Mats Moraing: "Meinen Onkel und Vater überhole ich noch"

Mats Moraing gewann sein erstes Challenger in Koblenz. Ein absoluter Sympathieträger ist der "Lange" aus Mülheim an der Ruhr.
Mats Moraing gewann sein erstes Challenger in Koblenz. Ein absoluter Sympathieträger ist der "Lange" aus Mülheim an der Ruhr.

Mats, Du hast dein erstes Challenger in Koblenz gewonnen. Wie sind deine Erinnerungen an das Turnier?
Natürlich nur Gute, denn es war mein größter Erfolg der Kariere. Es waren sehr viele Zuschauer, die eine außergewöhnliche Stimmung verbreitet haben. Vor heimischen Publik zu gewinnen ist etwas Besonderes.

 

Du kamst als letzte Spieler mit einer WC in das Hauptfeld nach einem Turnier in Thailand. In 2019 wirst du die Qualifikation zu den Australian Open spielen. Falls du dich nicht qualifizierst, würdest du uns wieder beehren?
Dann würde ich die Mission Titelverteidigung natürlich in Angriff nehmen.

Du hats dein Ranking das ganze Jahr sehr stabil um die 150 gehalten. Ist es eher eine Stabilisierung deiner Leistung für dich oder Stillstand?
Es ist die bisher beste Saison meiner Karriere.
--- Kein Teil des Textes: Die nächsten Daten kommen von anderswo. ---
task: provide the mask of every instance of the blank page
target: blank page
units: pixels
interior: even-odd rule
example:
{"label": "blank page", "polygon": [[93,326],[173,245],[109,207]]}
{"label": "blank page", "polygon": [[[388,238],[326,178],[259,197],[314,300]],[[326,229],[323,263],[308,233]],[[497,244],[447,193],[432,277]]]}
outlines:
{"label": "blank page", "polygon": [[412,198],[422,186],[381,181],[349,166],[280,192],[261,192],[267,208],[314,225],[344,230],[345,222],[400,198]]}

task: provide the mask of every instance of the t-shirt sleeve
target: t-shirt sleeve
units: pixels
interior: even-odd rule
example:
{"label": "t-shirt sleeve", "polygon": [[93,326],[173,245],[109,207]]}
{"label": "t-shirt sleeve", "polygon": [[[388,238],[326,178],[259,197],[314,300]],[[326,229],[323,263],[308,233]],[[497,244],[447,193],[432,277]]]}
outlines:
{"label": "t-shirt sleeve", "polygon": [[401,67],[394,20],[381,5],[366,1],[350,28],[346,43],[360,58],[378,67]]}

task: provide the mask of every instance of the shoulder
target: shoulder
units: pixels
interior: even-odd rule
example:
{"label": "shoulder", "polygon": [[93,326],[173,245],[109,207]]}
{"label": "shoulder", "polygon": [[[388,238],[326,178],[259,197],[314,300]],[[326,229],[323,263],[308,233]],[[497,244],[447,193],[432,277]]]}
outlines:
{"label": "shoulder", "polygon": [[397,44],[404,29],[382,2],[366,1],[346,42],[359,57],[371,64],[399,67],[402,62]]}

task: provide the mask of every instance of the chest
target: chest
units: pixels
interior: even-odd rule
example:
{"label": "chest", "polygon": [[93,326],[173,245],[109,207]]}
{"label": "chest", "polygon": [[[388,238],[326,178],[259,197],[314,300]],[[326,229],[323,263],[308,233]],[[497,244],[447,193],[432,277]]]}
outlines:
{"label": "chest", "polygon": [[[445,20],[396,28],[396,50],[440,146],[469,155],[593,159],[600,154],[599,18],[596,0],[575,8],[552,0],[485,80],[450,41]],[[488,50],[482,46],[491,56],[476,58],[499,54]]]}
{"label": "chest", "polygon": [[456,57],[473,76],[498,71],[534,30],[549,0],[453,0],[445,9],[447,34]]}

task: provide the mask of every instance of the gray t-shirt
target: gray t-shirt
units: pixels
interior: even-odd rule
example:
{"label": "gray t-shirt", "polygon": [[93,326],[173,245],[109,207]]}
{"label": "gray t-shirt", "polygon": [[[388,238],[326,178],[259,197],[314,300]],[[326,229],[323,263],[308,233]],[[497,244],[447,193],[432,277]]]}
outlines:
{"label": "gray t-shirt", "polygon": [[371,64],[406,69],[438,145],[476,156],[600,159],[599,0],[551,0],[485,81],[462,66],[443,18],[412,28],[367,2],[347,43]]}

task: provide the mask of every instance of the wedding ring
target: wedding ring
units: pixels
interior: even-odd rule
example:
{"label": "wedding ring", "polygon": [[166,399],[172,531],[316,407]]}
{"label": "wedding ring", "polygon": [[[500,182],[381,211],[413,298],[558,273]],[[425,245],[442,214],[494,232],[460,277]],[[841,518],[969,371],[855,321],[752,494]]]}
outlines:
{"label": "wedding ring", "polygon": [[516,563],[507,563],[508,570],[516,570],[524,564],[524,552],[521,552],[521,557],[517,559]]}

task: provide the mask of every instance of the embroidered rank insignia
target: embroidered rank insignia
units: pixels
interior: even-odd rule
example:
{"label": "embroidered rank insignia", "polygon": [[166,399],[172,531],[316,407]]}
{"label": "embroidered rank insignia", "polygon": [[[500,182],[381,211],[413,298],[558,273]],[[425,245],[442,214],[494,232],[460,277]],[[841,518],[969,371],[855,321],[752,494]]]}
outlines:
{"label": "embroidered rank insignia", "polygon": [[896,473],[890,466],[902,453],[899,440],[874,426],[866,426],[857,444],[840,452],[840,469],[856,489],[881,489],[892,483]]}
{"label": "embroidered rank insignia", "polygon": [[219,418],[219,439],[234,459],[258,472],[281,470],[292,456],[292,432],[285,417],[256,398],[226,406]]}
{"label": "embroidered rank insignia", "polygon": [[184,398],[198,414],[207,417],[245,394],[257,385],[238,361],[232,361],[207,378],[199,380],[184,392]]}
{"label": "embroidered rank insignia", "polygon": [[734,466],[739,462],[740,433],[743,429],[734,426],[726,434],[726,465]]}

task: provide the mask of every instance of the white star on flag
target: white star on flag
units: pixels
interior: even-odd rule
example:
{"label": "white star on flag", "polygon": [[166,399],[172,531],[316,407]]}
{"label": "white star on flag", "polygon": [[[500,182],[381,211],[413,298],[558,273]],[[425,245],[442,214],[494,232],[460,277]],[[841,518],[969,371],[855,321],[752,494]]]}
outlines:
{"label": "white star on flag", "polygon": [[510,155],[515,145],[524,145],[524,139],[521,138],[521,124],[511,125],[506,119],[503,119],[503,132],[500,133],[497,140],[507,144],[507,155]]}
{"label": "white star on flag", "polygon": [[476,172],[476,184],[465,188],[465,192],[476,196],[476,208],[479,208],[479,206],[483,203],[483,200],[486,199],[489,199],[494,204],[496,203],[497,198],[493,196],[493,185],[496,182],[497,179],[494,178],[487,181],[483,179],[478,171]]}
Und trotzdem geht es nicht immer nur bergauf. Ich habe zu Beginn der Saison sehr viele Punkte geholt und musste mich dann erstmal akklimatisieren. Auf diesem Level spiele ich ja noch nicht so lange. Ich greife jetzt bei den letzten Turnieres des Jahres nochmal voll an.

Worin siehst du dein größtes Entwicklungspotential, woran arbeitest du im täglichen Training?
Das Wichtigste ist für mich die mentale Seite. Tennis spielen können alle um einen herum. Aber wer kontinuierlich in den TOP 100 steht, spielt vor allem konstanter als seine Konkurrenten und das hängt eben letztlich mit der mentalen Seite des Spiels zusammen.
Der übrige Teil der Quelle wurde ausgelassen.